⑥ 参看拙文《神话的整化意识》,《云南社会科学》1988年第四期。

⑦ 时下研究民族学、民俗学者动辄称某某后进民族、后进文化为“原始民族”、“原始文化”,其指多含混不清,不知“原始”之时限、内涵、标准为何。作者认为,凡称“原始”者,一般时限为新旧石器时代之交的文化事象。

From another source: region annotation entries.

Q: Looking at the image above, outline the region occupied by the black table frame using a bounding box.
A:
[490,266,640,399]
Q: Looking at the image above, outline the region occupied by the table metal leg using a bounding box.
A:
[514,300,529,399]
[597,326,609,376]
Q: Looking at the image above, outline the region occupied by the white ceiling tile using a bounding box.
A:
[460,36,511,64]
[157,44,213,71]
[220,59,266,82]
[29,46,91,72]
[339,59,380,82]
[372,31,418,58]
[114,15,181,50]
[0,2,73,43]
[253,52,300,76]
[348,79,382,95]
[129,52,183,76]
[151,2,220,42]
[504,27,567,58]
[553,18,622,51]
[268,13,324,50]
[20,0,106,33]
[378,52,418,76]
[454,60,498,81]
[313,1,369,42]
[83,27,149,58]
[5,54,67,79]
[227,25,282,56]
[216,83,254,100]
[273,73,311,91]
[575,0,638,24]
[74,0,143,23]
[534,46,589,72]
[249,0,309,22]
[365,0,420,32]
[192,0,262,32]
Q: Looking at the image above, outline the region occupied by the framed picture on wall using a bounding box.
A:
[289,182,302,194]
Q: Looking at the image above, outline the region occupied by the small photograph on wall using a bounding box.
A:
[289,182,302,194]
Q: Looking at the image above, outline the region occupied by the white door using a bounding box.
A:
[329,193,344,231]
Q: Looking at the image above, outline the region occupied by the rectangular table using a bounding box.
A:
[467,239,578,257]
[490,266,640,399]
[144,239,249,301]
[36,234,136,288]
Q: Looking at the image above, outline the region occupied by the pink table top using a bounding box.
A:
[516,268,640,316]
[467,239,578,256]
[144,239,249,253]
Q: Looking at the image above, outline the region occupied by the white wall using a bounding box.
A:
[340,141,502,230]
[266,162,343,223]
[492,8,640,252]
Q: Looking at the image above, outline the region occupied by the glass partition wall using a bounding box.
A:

⑧ 以上均引自《哈尼阿培聪坡坡》,云南民族出版社1986年版。

⑨ 此情况从《新唐书·南蛮传》(下)所载可得证明,其云:“显庆元年(公元656年),西洱河大首领杨栋附显、和蛮大首领王罗祁……率部落归附,入朝贡方物”。按,此条所载之“和蛮大首领”较唐玄宗书载之“和蛮大鬼主”尚早79年,“大首领”已属政教分权之称谓,故可推断唐代之和蛮部落有政教分、合两种在。

⑩ 与神交通断绝之后,人神交通唯有宗教人员(祭师与巫师)方可,这正是原始宗教产生的必要条件。“宗教”,拉丁文意为连结与再结,所指正是由人与神的连结中断后的再连结,第一次的连结是普泛性的(人人为巫),第二次则是专指性的(贝玛、尼玛、尼帕之类)。

(11) 见云南民族出版社1992年版之《哈尼族古歌》。